Messed Up and Magic: (A New Adult Romance Novel)
Page 2
“Yeah, a duvet, I think?”
“Okay. I’ll get you a sheet and you can make up the sofa. The bathroom’s through the bedroom. I’m gonna grab a shower to wash off the grease. You can have one after if you want, okay?”
“Okay.”
She smiled so warmly I felt it in my bones. “You can sit down, you know, Jack.”
I nodded and moved to sit on one end of the sofa as Amy headed towards the closed door. I realised as she walked away that my manners had been buried under a whole heap of emotions and I should really say something to show how grateful I was.
“Amy.” She turned, her grey eyes warmed by the yellow lighting. “Thanks, yeah?” I said, half to her and half to my feet.
“You’re welcome, Jack.”
The door closed gently behind her and then I was alone. I looked down at the carpet and felt bad for keeping my big black boots on, but taking them off felt weird too. My socks had holes in them and it felt too much like I was making myself at home in a stranger’s house. I was going to have to take them off at some point though if I was really doing this – staying over at Amy’s flat – so I started to unlace and remove them, shrugging off my jacket and looking around a bit more.
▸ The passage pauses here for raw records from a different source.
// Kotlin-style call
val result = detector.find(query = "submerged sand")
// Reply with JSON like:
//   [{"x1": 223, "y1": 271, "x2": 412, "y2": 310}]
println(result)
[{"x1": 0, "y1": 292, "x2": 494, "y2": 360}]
Amy was neat and house-proud. I don’t think I expected anything different. She always had a cloth in her hand at the chip shop, and I could practically see my face in the stainless steel there. She had a kind of nervous energy about her, as if she didn’t like to be still. She’d said that she only stayed at the flat sometimes but everything was in its place and it felt homey too. There was a narrow white bookshelf that looked full of the kind of books that girls read with a set of speakers for her MP3 player on the top. I wondered what music she liked; there were no CDs around for me to snoop. On the low coffee table there were a couple of recipe books on baking your own bread and cupcakes. It was so warm and comfortable, nothing like the place I’d called my home.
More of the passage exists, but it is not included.